The solution is pretty simple. You have to reboot your cable modem and hopefully it all comes back to the correct ping times.
If that is not the problem
Well then you have to go back and figure out what the issues are is not the modem, then you are left with where is the network slow, so you’ve validated all the way back, the next step is to start:
- Connect your laptop directly to your cable modem and bypass everything. If it works and you have low ping times and good speeds, then connect farther back until you find the device that is the problem. So plug it into your router and then each switch. It takes time, but perhaps one of those devices needs to be rebooted.
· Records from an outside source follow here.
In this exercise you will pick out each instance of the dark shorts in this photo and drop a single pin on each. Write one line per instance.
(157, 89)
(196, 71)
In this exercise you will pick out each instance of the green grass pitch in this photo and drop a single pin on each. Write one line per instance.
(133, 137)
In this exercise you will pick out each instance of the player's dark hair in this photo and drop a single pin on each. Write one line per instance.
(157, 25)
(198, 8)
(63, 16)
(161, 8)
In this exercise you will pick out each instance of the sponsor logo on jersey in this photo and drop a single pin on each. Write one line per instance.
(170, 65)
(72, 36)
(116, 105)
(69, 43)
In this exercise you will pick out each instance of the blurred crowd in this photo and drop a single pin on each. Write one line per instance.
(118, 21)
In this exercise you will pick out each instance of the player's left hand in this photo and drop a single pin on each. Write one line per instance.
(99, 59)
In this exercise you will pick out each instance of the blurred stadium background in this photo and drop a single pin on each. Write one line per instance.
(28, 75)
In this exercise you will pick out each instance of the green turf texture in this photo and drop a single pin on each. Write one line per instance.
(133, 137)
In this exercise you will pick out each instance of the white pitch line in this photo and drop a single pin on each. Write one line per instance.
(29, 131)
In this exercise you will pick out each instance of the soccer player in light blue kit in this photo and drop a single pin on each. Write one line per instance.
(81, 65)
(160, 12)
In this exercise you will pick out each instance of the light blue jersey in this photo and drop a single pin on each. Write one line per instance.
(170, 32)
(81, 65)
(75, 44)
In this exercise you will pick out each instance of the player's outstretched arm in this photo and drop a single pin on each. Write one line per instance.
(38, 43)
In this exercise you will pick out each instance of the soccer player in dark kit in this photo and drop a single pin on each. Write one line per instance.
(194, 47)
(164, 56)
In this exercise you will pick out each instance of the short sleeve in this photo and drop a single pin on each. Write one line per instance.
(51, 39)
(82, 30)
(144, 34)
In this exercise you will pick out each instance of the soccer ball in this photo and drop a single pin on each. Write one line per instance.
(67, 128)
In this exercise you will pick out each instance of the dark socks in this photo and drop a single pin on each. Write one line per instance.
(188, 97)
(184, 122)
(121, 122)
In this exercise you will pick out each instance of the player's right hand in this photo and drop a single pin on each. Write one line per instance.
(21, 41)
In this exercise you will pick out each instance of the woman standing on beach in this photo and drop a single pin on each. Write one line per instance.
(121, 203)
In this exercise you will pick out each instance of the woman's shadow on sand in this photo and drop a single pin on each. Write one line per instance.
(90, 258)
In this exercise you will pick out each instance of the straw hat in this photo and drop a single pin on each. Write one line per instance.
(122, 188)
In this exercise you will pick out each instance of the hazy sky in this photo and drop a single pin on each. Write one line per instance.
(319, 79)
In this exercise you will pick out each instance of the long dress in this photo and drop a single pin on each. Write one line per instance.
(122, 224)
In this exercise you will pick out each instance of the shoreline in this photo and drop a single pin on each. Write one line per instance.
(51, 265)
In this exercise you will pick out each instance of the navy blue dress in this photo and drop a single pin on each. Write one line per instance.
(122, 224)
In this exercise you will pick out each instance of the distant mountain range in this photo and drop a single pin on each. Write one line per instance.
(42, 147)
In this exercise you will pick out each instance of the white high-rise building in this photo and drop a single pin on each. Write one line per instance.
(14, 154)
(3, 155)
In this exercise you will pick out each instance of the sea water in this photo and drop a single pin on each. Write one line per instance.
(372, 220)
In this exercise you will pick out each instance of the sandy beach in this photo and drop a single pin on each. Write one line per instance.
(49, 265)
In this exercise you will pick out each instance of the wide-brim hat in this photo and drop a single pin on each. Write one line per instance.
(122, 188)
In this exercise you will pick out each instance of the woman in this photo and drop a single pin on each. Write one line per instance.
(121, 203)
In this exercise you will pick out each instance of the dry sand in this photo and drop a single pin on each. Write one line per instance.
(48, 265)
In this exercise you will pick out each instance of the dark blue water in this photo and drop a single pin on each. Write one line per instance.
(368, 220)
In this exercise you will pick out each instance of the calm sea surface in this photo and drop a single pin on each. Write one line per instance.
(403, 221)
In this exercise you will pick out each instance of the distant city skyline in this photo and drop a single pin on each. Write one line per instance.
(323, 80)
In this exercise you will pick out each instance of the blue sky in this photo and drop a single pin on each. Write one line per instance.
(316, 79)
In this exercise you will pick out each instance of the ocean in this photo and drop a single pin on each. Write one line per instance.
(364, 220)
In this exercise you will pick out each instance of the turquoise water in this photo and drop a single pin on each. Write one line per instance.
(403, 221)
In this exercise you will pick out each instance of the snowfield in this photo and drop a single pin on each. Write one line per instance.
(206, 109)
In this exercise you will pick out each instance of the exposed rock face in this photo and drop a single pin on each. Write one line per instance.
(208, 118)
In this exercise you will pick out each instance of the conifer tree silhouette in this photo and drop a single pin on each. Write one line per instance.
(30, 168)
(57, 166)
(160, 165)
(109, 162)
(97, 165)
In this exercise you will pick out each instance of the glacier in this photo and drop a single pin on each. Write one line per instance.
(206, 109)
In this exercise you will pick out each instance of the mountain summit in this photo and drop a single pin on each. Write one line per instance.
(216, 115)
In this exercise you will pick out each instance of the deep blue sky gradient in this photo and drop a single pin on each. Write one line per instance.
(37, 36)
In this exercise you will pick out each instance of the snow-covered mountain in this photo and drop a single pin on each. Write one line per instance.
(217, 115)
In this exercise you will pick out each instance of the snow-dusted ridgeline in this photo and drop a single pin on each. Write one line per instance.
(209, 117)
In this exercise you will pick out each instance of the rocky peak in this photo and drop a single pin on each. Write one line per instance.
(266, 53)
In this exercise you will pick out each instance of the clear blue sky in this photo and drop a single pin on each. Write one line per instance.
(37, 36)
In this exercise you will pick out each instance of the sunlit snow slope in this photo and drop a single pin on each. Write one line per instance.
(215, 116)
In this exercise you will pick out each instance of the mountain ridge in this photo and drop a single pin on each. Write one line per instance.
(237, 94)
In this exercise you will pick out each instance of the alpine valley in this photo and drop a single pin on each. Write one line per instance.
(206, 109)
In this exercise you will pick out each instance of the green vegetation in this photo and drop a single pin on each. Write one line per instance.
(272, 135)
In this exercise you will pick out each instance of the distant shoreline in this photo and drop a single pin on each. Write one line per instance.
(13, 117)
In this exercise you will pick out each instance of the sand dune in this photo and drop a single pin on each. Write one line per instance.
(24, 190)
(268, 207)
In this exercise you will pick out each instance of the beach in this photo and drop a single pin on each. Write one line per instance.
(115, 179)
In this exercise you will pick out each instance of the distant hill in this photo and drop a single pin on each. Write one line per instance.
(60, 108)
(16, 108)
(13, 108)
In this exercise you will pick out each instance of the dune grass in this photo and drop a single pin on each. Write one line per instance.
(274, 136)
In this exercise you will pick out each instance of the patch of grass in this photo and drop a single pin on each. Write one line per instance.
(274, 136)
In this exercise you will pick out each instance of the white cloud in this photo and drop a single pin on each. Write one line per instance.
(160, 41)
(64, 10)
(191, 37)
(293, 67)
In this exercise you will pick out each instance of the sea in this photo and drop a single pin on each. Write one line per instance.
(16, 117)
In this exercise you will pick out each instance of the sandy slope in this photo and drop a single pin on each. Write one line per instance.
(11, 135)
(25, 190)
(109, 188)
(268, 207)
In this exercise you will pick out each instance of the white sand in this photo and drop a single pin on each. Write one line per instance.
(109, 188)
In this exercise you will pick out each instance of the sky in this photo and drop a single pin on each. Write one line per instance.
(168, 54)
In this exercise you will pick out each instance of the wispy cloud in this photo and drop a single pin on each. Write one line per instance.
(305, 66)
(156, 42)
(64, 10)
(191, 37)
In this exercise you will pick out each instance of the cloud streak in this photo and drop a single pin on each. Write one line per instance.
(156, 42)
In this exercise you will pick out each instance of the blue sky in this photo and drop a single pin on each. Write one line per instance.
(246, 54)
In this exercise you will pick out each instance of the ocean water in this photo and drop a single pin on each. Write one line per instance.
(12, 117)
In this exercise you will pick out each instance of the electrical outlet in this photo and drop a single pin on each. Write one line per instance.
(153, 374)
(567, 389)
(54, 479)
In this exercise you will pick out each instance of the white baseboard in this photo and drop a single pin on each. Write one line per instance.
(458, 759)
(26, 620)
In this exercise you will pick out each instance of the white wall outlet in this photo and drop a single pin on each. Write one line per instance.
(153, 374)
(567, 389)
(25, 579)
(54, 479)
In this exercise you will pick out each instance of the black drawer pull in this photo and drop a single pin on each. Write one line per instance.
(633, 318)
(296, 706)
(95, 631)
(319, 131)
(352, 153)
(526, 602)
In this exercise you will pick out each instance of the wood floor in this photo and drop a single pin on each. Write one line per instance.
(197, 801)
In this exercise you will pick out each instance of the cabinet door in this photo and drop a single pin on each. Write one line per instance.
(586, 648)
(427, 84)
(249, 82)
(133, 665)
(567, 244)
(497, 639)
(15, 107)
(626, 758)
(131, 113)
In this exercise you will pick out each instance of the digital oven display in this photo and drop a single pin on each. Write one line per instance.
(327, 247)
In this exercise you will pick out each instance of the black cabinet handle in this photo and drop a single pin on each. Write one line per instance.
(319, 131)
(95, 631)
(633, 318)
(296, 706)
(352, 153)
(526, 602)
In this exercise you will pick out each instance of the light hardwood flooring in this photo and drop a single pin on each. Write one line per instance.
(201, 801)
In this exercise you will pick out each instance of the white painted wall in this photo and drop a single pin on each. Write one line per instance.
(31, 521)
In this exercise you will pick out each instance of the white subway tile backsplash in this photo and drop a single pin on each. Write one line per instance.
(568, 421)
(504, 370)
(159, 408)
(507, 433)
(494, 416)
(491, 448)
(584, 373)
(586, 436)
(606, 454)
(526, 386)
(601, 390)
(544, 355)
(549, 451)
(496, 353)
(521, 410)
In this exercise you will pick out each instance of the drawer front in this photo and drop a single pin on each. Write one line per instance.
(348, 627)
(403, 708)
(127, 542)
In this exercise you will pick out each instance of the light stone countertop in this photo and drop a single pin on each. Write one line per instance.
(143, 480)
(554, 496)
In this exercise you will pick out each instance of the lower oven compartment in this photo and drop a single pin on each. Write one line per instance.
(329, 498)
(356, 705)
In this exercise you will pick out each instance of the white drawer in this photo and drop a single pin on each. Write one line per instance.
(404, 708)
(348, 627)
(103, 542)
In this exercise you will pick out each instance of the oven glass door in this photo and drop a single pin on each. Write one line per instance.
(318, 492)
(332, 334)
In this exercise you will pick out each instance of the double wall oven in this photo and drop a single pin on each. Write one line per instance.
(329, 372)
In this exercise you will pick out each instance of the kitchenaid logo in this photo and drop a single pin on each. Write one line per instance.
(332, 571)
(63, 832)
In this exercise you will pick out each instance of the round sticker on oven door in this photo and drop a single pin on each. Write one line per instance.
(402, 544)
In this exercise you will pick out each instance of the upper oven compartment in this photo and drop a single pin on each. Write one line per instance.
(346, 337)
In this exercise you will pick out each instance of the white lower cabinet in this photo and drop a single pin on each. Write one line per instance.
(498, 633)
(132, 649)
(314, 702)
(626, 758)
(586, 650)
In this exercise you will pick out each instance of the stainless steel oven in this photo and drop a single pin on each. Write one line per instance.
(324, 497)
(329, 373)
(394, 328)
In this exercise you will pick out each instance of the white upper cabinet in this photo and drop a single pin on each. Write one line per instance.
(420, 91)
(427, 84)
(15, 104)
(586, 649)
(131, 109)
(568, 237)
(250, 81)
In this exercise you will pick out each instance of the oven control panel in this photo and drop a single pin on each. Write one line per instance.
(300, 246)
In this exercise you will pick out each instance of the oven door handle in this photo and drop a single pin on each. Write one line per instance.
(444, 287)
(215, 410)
- If that isn’t it, then it could be the laptop itself, so try a different one. See how it works. If the ping times are shorter, well then it is reboot and maybe even reimage the laptop time.
- Finally if that isn’t it, then it I’m out of answers and time to send me a note 🙂
How to prevent this in the future monitor Zoom stats and network stats
Well the main thing is that when I’m on a Zoom call, I have the Unifi network speed charts up and running so that I can at least see what the network is doing.
Also for really mission-critical stuff, you can have the Video Performance in Zoom up and running as well this tells you how many frames you are setting and getting. While the current Zoom Dashbaord doesn’t show latency, you can at least see what the uploads are and that is useful.
That’s nice but what are latency and jitter
Ok, I just realized that while speeds may be obvious, these terms are not. Latency means, what is the delay between the time you send something and when it actually arrives there. You can have a very fast pipe like 1Gbps, but if it takes 30 minutes to get there, it is pretty useless for two way communications. What was happening on our network was that we were getting high speed, but it was taking over one second for an internet packet to go from our home to somewhere else.
Jitter means what is the variance in deliver of packages. You want a nice steady stream of data getting sent. On the internet, data is divided into packets of information and jitter measures the inter packet changes in timing. Again, it works way better to have that low. You can think of jitter as how the latency varies.